Another facet of the connectivity discussion is about interworking. How will deployments in large spaces function when they combine wide-area (cellular, satellite) and short-range devices (Bluetooth, Wi-Fi, Zigbee)? Edge computing concepts are applicable so that gateways aggregate short-range connectivity devices, for example. However, there is still a need for additional functionality to provide oversight and management functions and to make these capabilities appealing to developer communities. This dynamic will persist as the number of connected devices grows because many of these will be constrained by factors such as their energy envelope, power budget and sleep-modes of operation. Expect to see an extension of GSMA and TMForum efforts to define APIs that make intelligent management functions accessible to IoT system operators and developers.
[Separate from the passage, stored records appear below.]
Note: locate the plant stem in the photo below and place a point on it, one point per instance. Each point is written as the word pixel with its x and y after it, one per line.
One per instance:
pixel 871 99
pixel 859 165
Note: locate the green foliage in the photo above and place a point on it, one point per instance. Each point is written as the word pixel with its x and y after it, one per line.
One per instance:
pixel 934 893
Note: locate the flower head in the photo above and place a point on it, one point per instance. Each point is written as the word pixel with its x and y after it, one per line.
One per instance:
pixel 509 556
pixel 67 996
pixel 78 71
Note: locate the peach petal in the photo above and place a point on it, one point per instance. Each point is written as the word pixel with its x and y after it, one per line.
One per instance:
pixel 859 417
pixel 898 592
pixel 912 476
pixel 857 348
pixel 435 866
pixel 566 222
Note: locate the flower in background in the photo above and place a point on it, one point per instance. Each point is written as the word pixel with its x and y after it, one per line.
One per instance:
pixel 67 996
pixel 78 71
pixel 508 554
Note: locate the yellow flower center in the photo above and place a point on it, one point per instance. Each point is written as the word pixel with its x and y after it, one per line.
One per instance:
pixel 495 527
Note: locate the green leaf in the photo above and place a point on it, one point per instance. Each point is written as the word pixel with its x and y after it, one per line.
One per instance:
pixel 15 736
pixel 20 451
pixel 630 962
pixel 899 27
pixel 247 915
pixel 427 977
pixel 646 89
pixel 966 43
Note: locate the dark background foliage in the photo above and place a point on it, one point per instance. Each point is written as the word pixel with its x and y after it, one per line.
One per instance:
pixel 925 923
A final observation relates to the scope of IoT. Many associate the term with connectivity and connected devices, as if connectivity is the biggest hurdle to overcome. Business users have progressed beyond connectivity and are increasingly adding IoT data management and remote-control capabilities as they deploy solutions for priority or business-critical use cases. Over the longer term, however, users will need to view IoT through a ‘system of systems’ lens. There will be situations that require cross-silo interoperability involving multiple IoT solutions and service providers working together. In addition to business model innovation, the technical challenges associated with improved decision-making will rely on making IoT work with digital twins as well as AI and ML algorithms in a systematic way. Today’s quick and easy solution is to concentrate IoT data in a cloud environment where all processing, intelligence and reporting are centralized. However, quite apart from ceding value to the cloud provider, there will be longer-term requirements for data provenance tracking and causal reasoning that call for bi-directional data flows. The proliferation of constrained IoT devices will call for edge processing and the coordination of distributed information processing and intelligence. These are reasons why notions of IoT connectivity and solutions, in multi-stakeholder settings, need to embrace system of systems approaches.